Мудрая глаголеши, мудрая дееши.
Ты церковныя книги обыкла читати
И в отеческих свитцех мудрости искати
Увидевши же, яко и книга писана новая,
Яже Венец веры реченная.
Возжелала ту еси сама созерцати
И еще в черни бывшу прилежно читати.
И, познавши полезну в духовности быти,
Велела еси чисто ону устроити…
Глаза ее горели молодым огнем, когда она декламировала это. Черный клобук ее сдвинулся несколько набок, открыв новые пряди белокурых, посеребренных временем и думами волос. Царевич смотрел на нее с удивлением, Вяземский — с грустью…
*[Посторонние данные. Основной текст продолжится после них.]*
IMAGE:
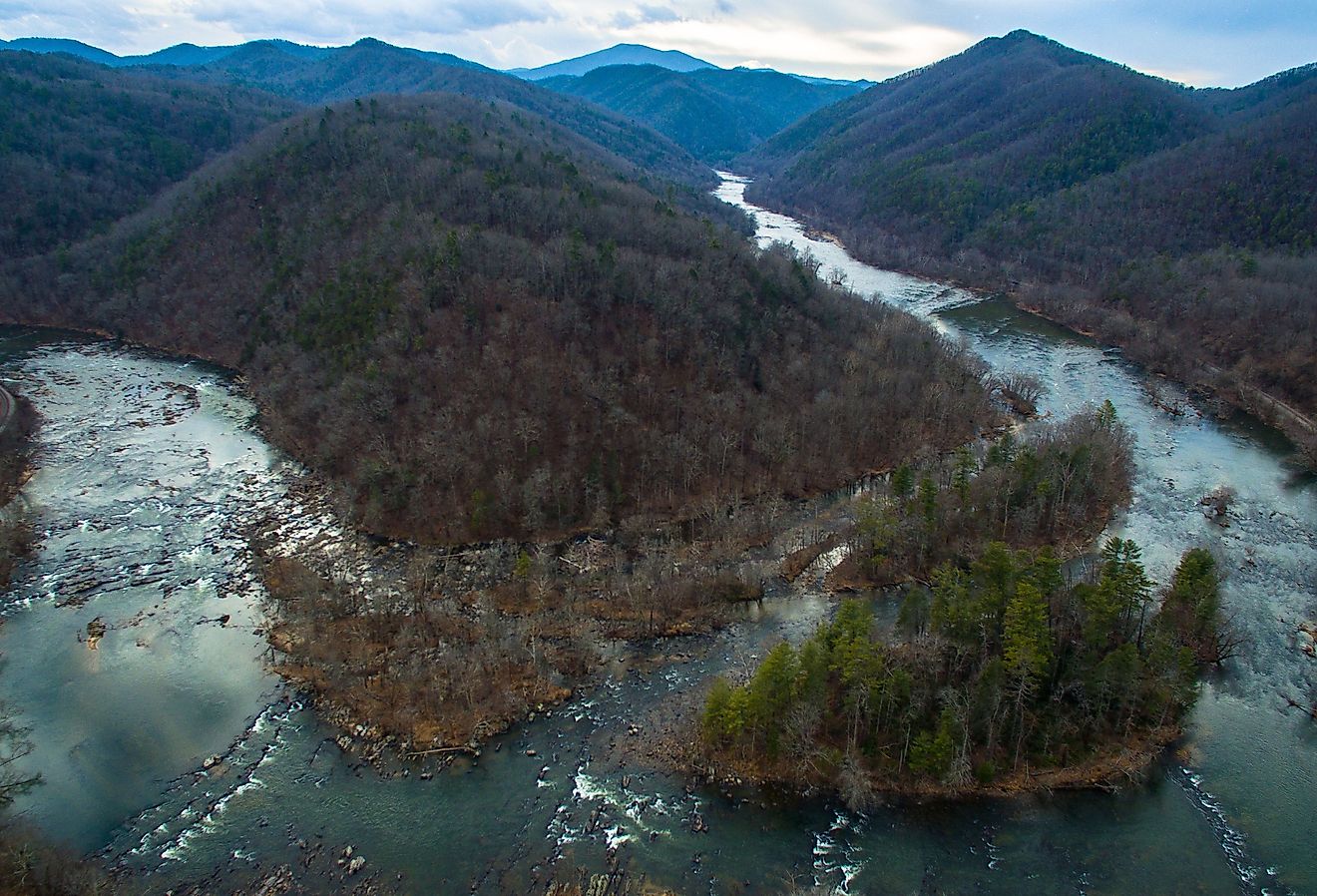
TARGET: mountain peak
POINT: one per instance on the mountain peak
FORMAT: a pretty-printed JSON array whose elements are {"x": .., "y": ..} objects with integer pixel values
[{"x": 618, "y": 54}]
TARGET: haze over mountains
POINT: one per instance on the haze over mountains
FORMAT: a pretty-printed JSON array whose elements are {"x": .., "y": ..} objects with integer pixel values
[
  {"x": 1177, "y": 223},
  {"x": 1118, "y": 202},
  {"x": 394, "y": 271}
]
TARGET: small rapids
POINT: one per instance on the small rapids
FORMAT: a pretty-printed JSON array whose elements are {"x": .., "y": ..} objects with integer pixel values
[{"x": 172, "y": 751}]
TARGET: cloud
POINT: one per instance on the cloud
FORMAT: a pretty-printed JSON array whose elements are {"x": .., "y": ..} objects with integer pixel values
[{"x": 1205, "y": 41}]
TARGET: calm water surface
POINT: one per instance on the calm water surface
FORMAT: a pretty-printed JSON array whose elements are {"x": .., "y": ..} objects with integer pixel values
[{"x": 151, "y": 472}]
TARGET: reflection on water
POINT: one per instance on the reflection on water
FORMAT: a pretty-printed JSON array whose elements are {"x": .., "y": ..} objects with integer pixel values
[{"x": 143, "y": 498}]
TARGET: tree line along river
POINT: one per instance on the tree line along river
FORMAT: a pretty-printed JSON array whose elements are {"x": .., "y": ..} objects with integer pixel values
[{"x": 151, "y": 473}]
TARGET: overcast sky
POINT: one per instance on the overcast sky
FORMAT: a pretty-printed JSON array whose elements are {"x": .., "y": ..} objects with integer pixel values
[{"x": 1204, "y": 42}]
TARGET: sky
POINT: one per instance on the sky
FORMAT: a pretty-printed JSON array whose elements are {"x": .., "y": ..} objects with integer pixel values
[{"x": 1201, "y": 42}]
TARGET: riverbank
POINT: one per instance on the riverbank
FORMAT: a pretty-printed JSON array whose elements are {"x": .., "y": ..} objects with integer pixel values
[
  {"x": 1106, "y": 768},
  {"x": 17, "y": 436},
  {"x": 1142, "y": 340}
]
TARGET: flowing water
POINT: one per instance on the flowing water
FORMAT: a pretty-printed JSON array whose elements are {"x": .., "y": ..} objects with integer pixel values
[{"x": 151, "y": 473}]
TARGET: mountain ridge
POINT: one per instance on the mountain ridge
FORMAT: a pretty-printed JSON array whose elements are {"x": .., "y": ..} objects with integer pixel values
[{"x": 1177, "y": 223}]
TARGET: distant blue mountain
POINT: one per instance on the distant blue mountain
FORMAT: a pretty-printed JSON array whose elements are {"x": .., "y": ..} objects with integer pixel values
[
  {"x": 622, "y": 54},
  {"x": 192, "y": 54},
  {"x": 61, "y": 45}
]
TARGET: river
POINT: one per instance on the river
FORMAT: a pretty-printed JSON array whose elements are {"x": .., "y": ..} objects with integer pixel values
[{"x": 151, "y": 473}]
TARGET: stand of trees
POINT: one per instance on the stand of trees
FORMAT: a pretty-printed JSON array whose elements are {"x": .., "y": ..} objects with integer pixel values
[
  {"x": 480, "y": 325},
  {"x": 1176, "y": 223},
  {"x": 1005, "y": 666},
  {"x": 1059, "y": 486},
  {"x": 83, "y": 145}
]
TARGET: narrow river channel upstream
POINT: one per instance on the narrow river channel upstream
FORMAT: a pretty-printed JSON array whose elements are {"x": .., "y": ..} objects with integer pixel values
[{"x": 151, "y": 473}]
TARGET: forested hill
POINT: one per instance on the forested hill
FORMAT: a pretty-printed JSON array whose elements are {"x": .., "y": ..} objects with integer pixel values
[
  {"x": 371, "y": 68},
  {"x": 82, "y": 145},
  {"x": 477, "y": 324},
  {"x": 1177, "y": 223},
  {"x": 622, "y": 54},
  {"x": 715, "y": 114},
  {"x": 939, "y": 152}
]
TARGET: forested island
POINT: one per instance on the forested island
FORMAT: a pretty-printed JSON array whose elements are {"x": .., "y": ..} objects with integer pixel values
[
  {"x": 556, "y": 420},
  {"x": 476, "y": 324},
  {"x": 1008, "y": 670}
]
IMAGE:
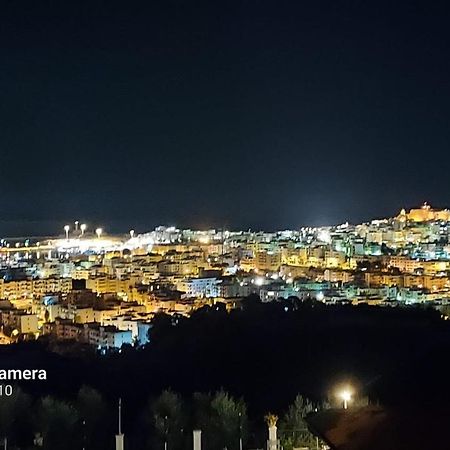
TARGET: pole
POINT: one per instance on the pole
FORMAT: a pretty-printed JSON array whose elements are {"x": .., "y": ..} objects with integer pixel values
[
  {"x": 240, "y": 431},
  {"x": 120, "y": 416},
  {"x": 165, "y": 432}
]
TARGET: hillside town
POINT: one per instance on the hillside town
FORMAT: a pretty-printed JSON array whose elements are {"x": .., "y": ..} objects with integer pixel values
[{"x": 104, "y": 291}]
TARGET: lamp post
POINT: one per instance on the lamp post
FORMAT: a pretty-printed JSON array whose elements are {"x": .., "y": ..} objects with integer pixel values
[
  {"x": 346, "y": 397},
  {"x": 240, "y": 431},
  {"x": 66, "y": 229},
  {"x": 165, "y": 432}
]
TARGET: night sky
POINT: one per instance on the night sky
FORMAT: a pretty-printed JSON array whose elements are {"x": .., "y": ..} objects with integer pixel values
[{"x": 262, "y": 114}]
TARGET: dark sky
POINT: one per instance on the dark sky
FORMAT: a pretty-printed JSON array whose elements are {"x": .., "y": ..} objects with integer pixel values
[{"x": 263, "y": 114}]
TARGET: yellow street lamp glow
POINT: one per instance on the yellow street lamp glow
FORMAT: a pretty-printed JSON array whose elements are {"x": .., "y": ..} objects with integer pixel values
[
  {"x": 66, "y": 229},
  {"x": 346, "y": 397}
]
— Я хотела пролить свет учения на Русскую землю, — продолжала она словно бы в какой-то забывчивости, не глядя ни на кого. — И маленький Петруша стал учиться из зависти ко мне… А там и дальше — все я да я! Уже как и царем он стал, не его просили о том, чтобы Русскую землю просветить светом учения, а меня просили… Вон и чудовский архидиакон Карион Истомин писал мне тогда:
Умоли убо самодержцев сущих.
Да государи они то изволят,
Обще Господа о том да помолят,
Наукам велят быти совершенным
И учителем людем извещенным…
А теперь на-поди! Все он да он — а я ни при чем… У него на голове венец, а у меня…
И она судорожно дотронулась рукой до черного клобука… И царевич и Вяземский молчали — все разом как бы замерло кругом, как замерла та жизнь свободы, власти, борьбы и света впереди, которая вспала на ум бедной заключеннице…
Только слышалось опять, как за окном горько, однообразно горько и надоедливо горько куковала кукушка…
— Един… два… три… четыре, — бессознательно, опустив голову, повторяла Софья. — Конца нету кукованьям — нету и мне конца…
Вдруг она почувствовала, что что-то горячее капает ей на руку. Она опомнилась. Это царевич, припав к ее руке, тихо плакал…
— Что ты, что ты, мой дружок! Полно… я забылась, старая дура…
Царевич продолжал всхлипывать… «Мне жаль тебя тетя… батюшка… он недобрый…»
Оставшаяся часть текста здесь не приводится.